You're doing a good job, evoking emotion, whatever it may be, is the signature of good writing. Congratulations. I look forward to tomorrow.

( Posted by: mzjen1 [Member] On: August 19, 2004 )

The Letters Part II
This is a creative endeavor involving two talented writers. I for one am interested in seeing where these letters will lead. I hope that the tone of some of the comments here will be taken down a notch or two, and that the writers will just do their thing, and not engage the critics in any more give and take. Thank you Jessica and Claire, keep it up.

WRITE ON! I'm looking forward to Wednesday.

( Posted by: Odysseus [Member] On: August 20, 2004 )

Hmmmm...
First was Disbelief, Now Anger, let me see is Resentment next?...

Guess we will have to wait for Wednesday Letters...

Personally, I find the idea of this special, uhhh, special...

( Posted by: daprdan [Member] On: August 20, 2004 )

Letters...
My heart bleeds for these two, though I know they don't truly exist. I want to know what can happen next...I can see a beauty, no matter the ultimate resolution. The intense realism of these letters really astound me. My respect for each of you as writers and, even, as people, is increasing exponentially through every sentence, through every syllable. Thank you, again.

William

( Posted by: the Co.konspirator [Member] On: August 20, 2004 )

Wow
Odysseus looks on in disbelief as he watches the Co.konspirator try to kiss the butt cheeks of both talented ladies.

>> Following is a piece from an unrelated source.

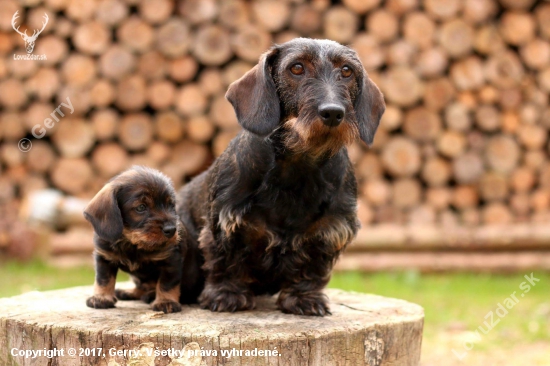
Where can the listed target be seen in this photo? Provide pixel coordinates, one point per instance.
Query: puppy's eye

( Posted by: Odysseus [Member] On: August 20, 2004 )

Tuesdays letters
As the marriage turns...I liked these two letters but I don't think that they should talk about errands so much. They should mostly stick to their relationship. Sometime, their therapist should tell them to write down the positive qualities of the other person. I want to see what they loved about each other in the beginning. Keep em coming...

( Posted by: arc [Member] On: August 20, 2004 )

Part II, Wednesday
Wow! This is like a soap opera on paper. I can't wait to see what happens next. I'm hooked!

( Posted by: Everybodyelsesgirl [Member] On: August 20, 2004 )

Such eloquence, Odysseus...
LOL, there was no kissing of butt cheeks involved with this. Merely expressing my favor of the piece. It's only flattery if it's untrue.

William

( Posted by: the Co.konspirator [Member] On: August 20, 2004 )

Wednesday!!
I'm fiending for Wednesday!!

( Posted by: mzjen1 [Member] On: August 20, 2004 )

The Letters...
I liked these two better than the first two. They got more involved. There is definately more depth to them in terms of characterisation and topic. I do think we need to see more work on the gender seperation on this, the guy sounds a bit like a therapist on valium.